There is some argument on the internet among a few viewers of the film who dislike the fact that Momo’s Jewish father is so unlikeable and careless about the boy, and that Momo’s true teacher and father figure is a Muslim. They have chosen to read anti-Jewish sentiment into the story which I do not believe exists. My take on the film is shared by the vast majority of people who have seen it, apparently, but a couple of outspoken critics find the idea that a film that shows a sympathetic Muslim and an unsympathetic Jew must therefore have a message of hidden hatred of Jews, as if art can never show people of one religion or another having unattractive characteristics without painting all of their ethnicity or religion as bad.
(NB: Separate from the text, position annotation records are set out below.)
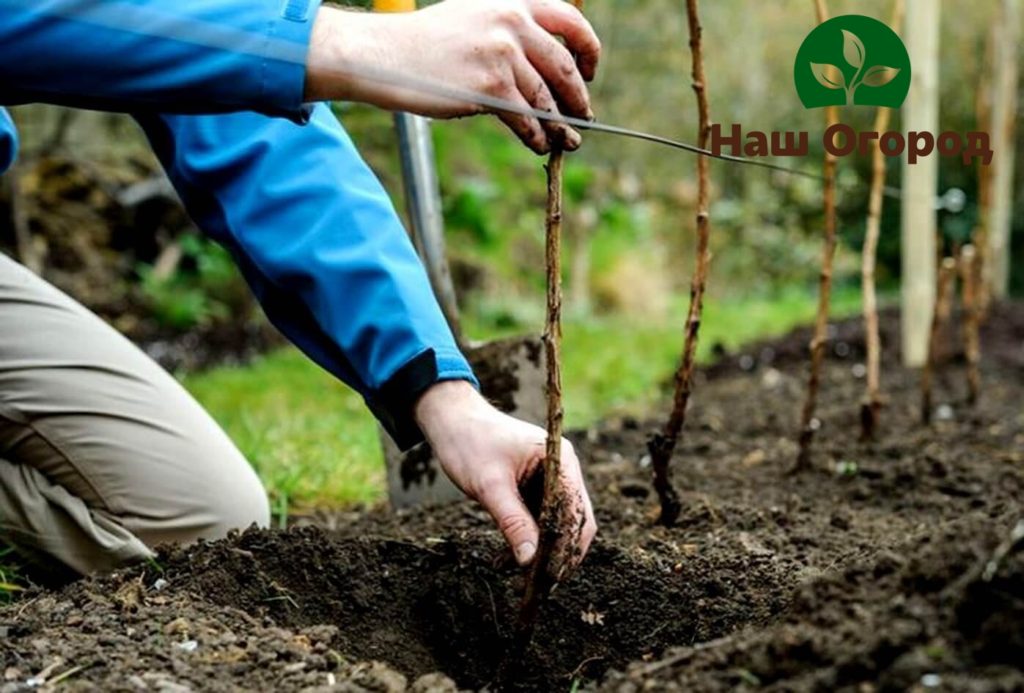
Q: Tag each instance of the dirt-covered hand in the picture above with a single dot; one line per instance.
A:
(501, 48)
(489, 456)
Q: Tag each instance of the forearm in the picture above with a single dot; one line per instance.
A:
(320, 243)
(184, 56)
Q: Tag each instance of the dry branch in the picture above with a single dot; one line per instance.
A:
(663, 444)
(968, 267)
(808, 423)
(553, 509)
(943, 307)
(871, 404)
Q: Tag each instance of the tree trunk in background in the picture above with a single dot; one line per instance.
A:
(1004, 114)
(921, 113)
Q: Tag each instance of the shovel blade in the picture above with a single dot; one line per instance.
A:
(512, 378)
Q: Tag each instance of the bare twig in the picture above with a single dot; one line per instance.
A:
(943, 306)
(872, 397)
(553, 508)
(968, 267)
(662, 445)
(808, 423)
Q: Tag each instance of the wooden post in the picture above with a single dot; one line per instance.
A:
(921, 113)
(1004, 114)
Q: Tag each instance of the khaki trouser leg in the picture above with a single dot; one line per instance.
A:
(102, 453)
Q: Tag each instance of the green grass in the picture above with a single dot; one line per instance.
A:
(313, 443)
(10, 580)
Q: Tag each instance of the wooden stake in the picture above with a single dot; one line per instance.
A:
(554, 506)
(808, 423)
(872, 397)
(983, 122)
(940, 316)
(920, 184)
(1006, 87)
(662, 445)
(968, 267)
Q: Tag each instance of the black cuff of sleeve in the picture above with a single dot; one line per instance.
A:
(393, 402)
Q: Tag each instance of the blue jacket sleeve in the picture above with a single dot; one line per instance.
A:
(320, 243)
(178, 56)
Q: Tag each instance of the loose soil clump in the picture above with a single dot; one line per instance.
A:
(863, 573)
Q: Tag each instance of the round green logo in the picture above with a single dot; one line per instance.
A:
(852, 60)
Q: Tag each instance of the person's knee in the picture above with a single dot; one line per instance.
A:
(225, 505)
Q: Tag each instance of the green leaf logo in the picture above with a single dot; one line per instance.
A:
(849, 52)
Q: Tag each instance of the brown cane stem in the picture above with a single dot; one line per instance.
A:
(872, 396)
(663, 445)
(808, 424)
(943, 306)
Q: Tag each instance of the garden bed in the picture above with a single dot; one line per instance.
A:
(863, 571)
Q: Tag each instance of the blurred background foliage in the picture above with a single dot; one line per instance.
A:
(630, 211)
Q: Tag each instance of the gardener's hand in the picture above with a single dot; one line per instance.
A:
(501, 48)
(488, 455)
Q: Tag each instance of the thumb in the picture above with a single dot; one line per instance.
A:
(514, 521)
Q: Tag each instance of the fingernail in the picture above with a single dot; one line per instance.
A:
(524, 553)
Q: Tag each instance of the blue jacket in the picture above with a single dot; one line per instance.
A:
(217, 86)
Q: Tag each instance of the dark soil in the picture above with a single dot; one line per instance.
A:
(867, 573)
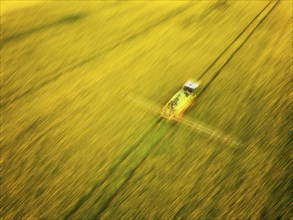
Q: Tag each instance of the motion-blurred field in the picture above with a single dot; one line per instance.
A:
(73, 147)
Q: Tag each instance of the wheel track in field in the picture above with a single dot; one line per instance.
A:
(188, 207)
(151, 129)
(217, 73)
(169, 15)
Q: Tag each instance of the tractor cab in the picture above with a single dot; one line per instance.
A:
(180, 101)
(190, 87)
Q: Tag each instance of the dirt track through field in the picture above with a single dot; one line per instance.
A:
(243, 37)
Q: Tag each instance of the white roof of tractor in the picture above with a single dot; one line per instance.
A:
(191, 84)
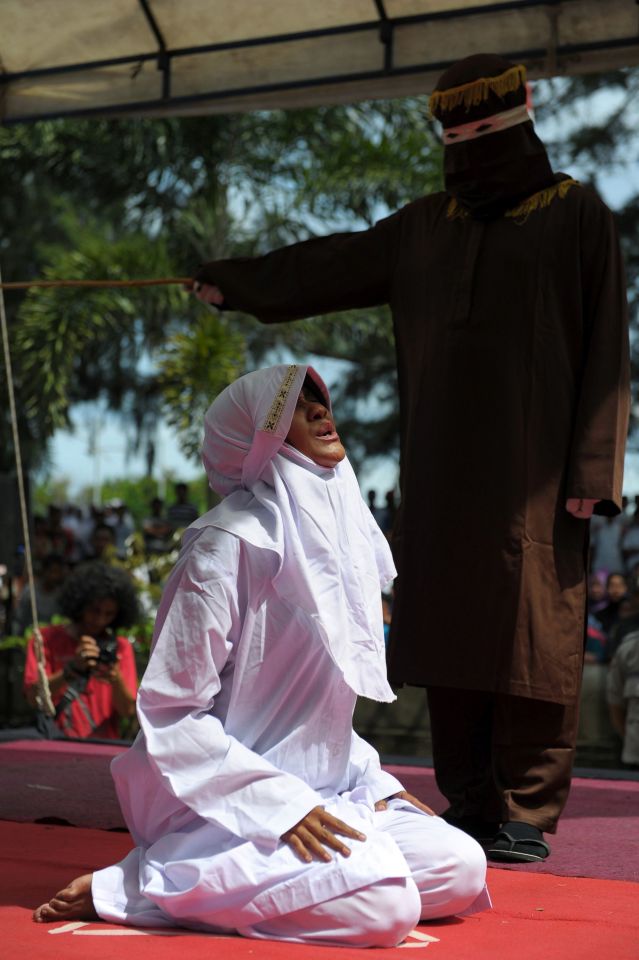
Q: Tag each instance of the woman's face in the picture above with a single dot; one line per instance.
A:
(97, 616)
(313, 433)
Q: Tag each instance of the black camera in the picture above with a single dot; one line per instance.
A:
(108, 644)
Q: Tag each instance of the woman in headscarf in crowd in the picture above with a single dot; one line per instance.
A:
(254, 806)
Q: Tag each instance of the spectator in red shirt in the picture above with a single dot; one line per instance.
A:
(91, 670)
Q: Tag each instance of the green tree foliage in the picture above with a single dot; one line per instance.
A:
(155, 197)
(126, 198)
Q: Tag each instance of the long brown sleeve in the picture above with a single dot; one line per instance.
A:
(338, 272)
(601, 426)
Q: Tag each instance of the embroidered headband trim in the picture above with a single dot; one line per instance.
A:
(274, 415)
(473, 93)
(492, 124)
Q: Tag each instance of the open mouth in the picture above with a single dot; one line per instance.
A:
(327, 433)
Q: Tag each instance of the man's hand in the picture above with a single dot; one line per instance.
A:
(208, 293)
(405, 795)
(316, 832)
(582, 509)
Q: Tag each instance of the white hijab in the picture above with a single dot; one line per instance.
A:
(333, 559)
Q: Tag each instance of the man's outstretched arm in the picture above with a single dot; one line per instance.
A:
(338, 272)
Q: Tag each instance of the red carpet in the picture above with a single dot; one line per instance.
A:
(581, 903)
(598, 834)
(535, 917)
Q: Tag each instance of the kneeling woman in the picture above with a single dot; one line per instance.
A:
(254, 806)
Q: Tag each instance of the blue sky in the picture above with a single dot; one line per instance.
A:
(70, 456)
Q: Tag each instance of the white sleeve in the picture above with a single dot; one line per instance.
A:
(365, 771)
(211, 772)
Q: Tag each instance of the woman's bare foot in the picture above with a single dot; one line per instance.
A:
(73, 903)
This sort of sweeping condemnation has as its basis a sort of bigotry of its own, and assumes that viewers are too stupid to recognize that an individual character does not have to represent an entire ethnic group.
I had no idea that Omar Sharif could give a performance of such subtlety and beauty; he was perfectly cast in the role and he brought much of his own personal experience to it. I always think of Sharif in his blockbuster days, from “Lawrence of Arabia” and “Doctor Zhivago” and “Funny Girl,” in which he gave fine and capable performances, but none of which allowed him moments of introspection. His international playboy persona didn’t help me to believe him capable of the sort of intimate gestures and nuanced emotions that flash across his face in this role. The DVD commentary by Sharif is thoughtful and articulate as well. I love getting a whole new perspective on an artist after having my eyes opened to his talents and possibilities. This film was a very pleasing surprise.